19th Feb 2013: Manchester's De-Industrial Food Revolution by Jules Bagnoli
On the 19th February 2013 Jules Bagnoli will be doing a talk at the Castle Hotel on Oldham Street in Manchester
Name of speaker and subject:
Jules Bagnoli
Food chains, culture, jobs, transition and green tech solutions to hunger.
Title of talk:
Manchester’s De-Industrial Food Revolution
Bullet points of what you would like to cover:
- Dwindling self-sufficiency – 99.75% reliant on ‘imports’.
- The long, slow march of local food movements.
- Historical impact of Manchester’s industrial mindset on the table – food as fuel (Manc man as machine) or why are we not London.
- Catering for students. The value mentality from shopping basket to multimillion procurement spend.

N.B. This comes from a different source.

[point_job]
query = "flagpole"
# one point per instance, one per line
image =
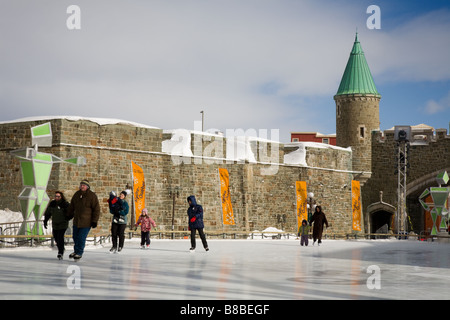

- Forgotten identity: the urban idea in a garden city. Salford as 50% green space. Biodiversity and lost heritage.
- Disconnect with our agricultural ‘home counties’ Lancashire and Cheshire.
- Getting our hands dirty: if you eat, you should sow – challenging specialism of labour. Eco-health. Lower working hours, higher self-reliance. Positive negative growth.
- Integrating our knowledge economy into food: vertical farming, closed loop food growth & production using minimal carbon or water.
- Future Farming – collapse of outdoor farming with 6 degrees Celsius rise in temperature by 2100 (PriceWaterhouse)
- ‘Ponics’ – Aquaponics/hydroponics/
aeroponics – high-growth, knowledge industry under our noses. Projected market size & value. - The zero unemployment economy.
Suggested you-tube links, websites and / or texts where further information may be found:
A few words about you and your passion:
Octopus sushi in a London restaurant derailed the blue chip ICT career that had paid for it on expenses. Photocopying cook books instead of power lunching, I started a lifelong exploration of the pleasures of food, filtering specks of knowledge from nutrition to culinary anthropology.
I got my hands dirty (hand wash facilities essential) for a decade as a chef, front-of-house and General Manager (often on the same day), insider knowledge that I pass to hundreds of food businesses from farms to curry houses. Sourcing ingredients for a Manchester pioneer local, seasonal restaurant in 2003 showed me our fertile hinterland laid bare by Blair/Brown’s leisure and recreation countryside policy. I’ve since campaigned with Slow Food, RSA and any group or individual committed to preserving local food chains and culture.
A few lines about the history of your subject:
Human history starts and ends with the pursuit, taming, sharing, stealing and loss of food.